Technical and information context

Finally, the technical and information context describes the relationship between the system of interest and other relevant systems and services including: devices (e.g. existing interconnectivity of devices over Bluetooth or Near Field Communication, NFC), applications (e.g. availability of an application instead of the currently used browser-based solution of a service), networks (e.g. availability of other networks than the one currently used), or additional informational artifacts (e.g. additional use of pen and paper for better information assimilation from the service used). Characteristics like interoperability, informational artifacts and access, or mixed reality also need to be considered.

5 Conclusions

The above discussion of factors influencing the user’s individual Quality of Experience of a device or service demonstrates that QoE can be influenced by wide a range of factors, which are complex and strongly interrelated. It is currently still poorly understood which factors influence QoE under which circumstances, how exactly they influence QoE, and what their possible influence implies for the field of QoE research.
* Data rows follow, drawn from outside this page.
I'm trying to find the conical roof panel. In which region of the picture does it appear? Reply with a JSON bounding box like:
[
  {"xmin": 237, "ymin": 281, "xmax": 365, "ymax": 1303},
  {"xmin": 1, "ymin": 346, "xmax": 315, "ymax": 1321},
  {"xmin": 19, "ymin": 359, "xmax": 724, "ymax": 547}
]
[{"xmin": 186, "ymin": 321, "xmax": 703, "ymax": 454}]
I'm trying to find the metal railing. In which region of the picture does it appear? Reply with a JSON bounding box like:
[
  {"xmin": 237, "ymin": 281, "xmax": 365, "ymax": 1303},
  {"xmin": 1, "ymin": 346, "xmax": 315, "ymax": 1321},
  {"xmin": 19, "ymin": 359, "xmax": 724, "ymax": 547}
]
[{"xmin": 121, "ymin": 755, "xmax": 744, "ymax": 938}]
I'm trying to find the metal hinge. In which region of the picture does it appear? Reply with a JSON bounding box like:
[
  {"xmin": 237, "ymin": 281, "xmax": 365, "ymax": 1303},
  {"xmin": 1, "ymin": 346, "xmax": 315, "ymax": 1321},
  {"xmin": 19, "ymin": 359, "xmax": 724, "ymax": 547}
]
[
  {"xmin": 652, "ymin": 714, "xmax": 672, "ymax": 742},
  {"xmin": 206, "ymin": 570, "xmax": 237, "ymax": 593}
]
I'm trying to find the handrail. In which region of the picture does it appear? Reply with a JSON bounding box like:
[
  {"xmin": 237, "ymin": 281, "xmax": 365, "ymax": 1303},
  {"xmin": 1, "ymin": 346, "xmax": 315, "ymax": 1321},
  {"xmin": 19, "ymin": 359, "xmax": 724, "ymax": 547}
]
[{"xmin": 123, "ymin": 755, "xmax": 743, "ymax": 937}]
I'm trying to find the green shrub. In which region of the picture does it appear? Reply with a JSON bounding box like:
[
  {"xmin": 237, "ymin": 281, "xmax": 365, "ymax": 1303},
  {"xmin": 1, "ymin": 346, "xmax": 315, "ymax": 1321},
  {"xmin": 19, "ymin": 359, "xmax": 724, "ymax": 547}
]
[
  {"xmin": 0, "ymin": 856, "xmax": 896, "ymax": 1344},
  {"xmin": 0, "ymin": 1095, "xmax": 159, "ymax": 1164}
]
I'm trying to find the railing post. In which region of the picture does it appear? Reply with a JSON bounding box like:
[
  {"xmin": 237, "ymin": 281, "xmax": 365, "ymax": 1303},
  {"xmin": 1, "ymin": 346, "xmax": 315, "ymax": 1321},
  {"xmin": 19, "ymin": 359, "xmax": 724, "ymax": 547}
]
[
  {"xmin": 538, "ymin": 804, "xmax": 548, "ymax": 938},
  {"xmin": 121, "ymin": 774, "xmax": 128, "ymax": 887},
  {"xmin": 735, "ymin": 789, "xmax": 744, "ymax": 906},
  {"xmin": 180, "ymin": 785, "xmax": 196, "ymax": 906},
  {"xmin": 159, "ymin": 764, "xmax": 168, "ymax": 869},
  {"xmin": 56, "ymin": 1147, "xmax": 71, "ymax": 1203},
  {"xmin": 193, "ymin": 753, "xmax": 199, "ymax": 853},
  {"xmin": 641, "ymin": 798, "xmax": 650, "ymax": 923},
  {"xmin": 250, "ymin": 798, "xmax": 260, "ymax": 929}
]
We classified IFs into human, system and context influencing factors. With respect to HIFs, we have discussed both, variant and relatively stable, factors that may potentially bear an influence on QoE, both in the context of low-level or bottom-up processing and top-down, higher-level cognitive processing. SIFs were classified into four distinct categories, namely content-, media-, network- and device-related IFs. Finally, the broad category of possible CIFs was further decomposed into factors related to the physical, temporal, social, economic, task and technical and information context. Table 4.1 provides a checklist containing the most important IF examples for the practitioner to cross-check when designing QoE experiments and reporting.

Table 4.1 Overview and examples of potential IFs

Although the overview given in this chapter should not be considered as exhaustive, it illustrates the complexity of QoE and the broad range of aspects that potentially have a major influence on it. The amount of factors with influence on QoE results in a very difficult modeling and in a high level of subjectivity. However, the knowledge of these factors and an appropriate categorization might provide patterns and tools that allow to predict or even to improve the level of QoE. A challenge for future research is to develop adequate methodological approaches to take into account relevant influencing factors and to better understand their interrelations.